Utiliser les objets connectés pour mieux dormir est parfois une très mauvaise idée

A la recherche de la nuit parfaite et obsédées par la qualité du sommeil, certaines personnes peuvent souffrir d’insomnie. C’est ce qu’on appelle l’orthosomnie.

Le mieux est l’ennemi du bien. Cet adage bien connu des start-up en quête d’efficacité vaut aussi pour le sommeil. En fait, à l’ère de la sleeptech, les outils d’analyse sont légion. Apps, réveils intelligents, montres et écouteurs connectés… tout est mesuré, chronométré, calculé. Mais à vouloir contrôler le sommeil, on se retrouve avec l’effet inverse, au point d’en perdre le sommeil. Les chercheurs lui ont donné un nom : orthosomnie.

A la recherche de la nuit parfaite

Contraction du mot grec “ortho”, qui signifie “hétéro” en français, et de “somnus” qui signifie sommeil, l’orthosomnie est la recherche obsessionnelle d’une nuit parfaite, reposante, sans cauchemars ni insomnies. Les spécialistes se sont inspirés du terme orthorexie, qui caractérise les personnes obsédées par une saine alimentation.

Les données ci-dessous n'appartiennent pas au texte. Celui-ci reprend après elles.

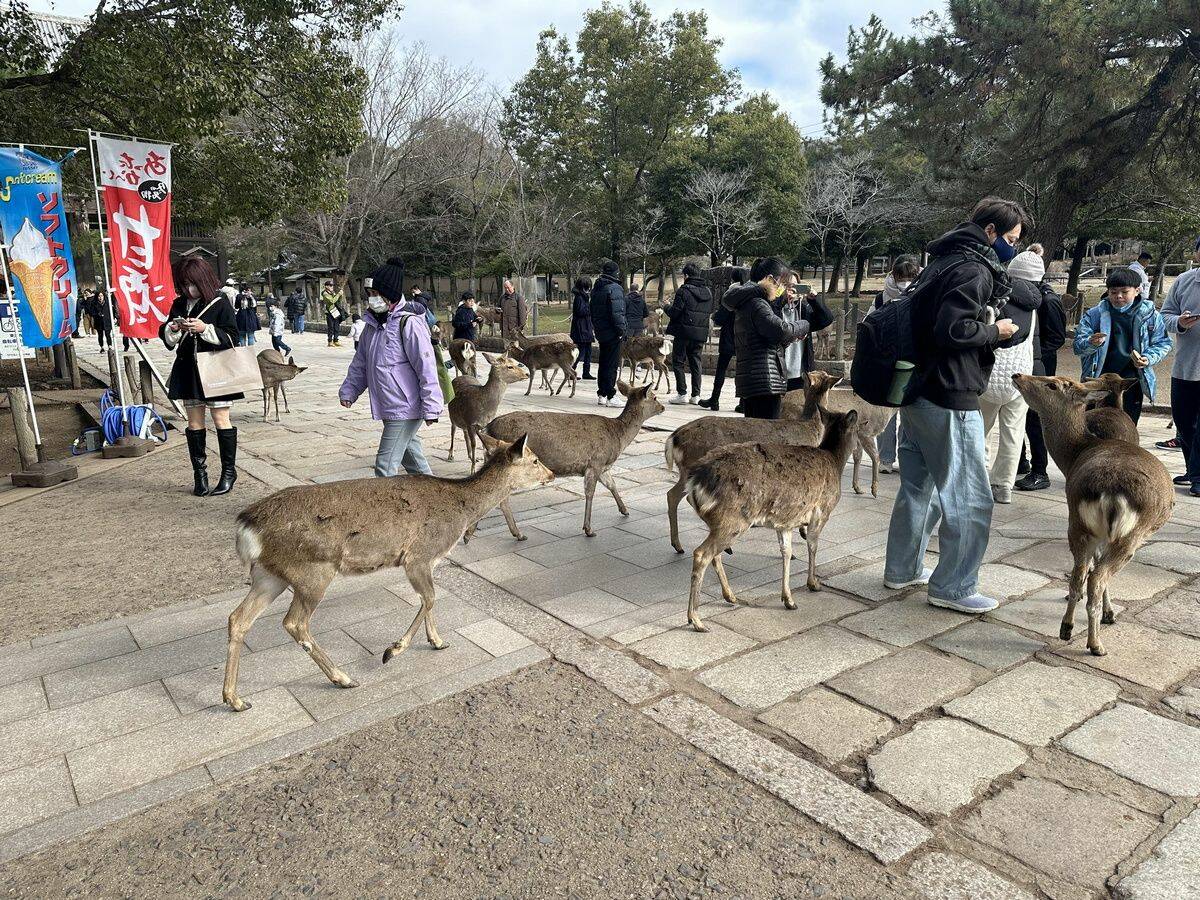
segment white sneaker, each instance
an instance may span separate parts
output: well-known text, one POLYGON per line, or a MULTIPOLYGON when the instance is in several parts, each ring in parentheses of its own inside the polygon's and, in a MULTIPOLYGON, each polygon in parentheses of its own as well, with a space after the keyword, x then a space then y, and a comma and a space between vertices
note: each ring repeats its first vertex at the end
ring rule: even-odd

Des résultats qui influencent le comportement

Cette addiction à la « nuit parfaite » influence directement le comportement de l’orthosomniaque tout au long de la journée. Selon une étude publiée dans le Journal of Clinical Sleep Medicine en 2017, il peut rendre une personne irritable, causer des problèmes de mémoire et d’attention. Ces symptômes n’apparaissent que lorsque l’utilisateur n’est pas satisfait des données de sommeil fournies par son objet connecté.

Retour aux sources

Si la question de l’origine de ce trouble reste à approfondir, les experts conseillent de rompre avec les résultats des trackers de sommeil. En fait, ces derniers ont rarement une validation scientifique ou médicale. Si vous en souffrez, les experts du sommeil vous conseillent de “revenir à l’essentiel” et de vous concentrer sur vos sentiments. Avez-vous suffisamment dormi ? En bonne position ? Si les troubles du sommeil persistent, vous pouvez consulter un spécialiste tel qu’un hypnologue.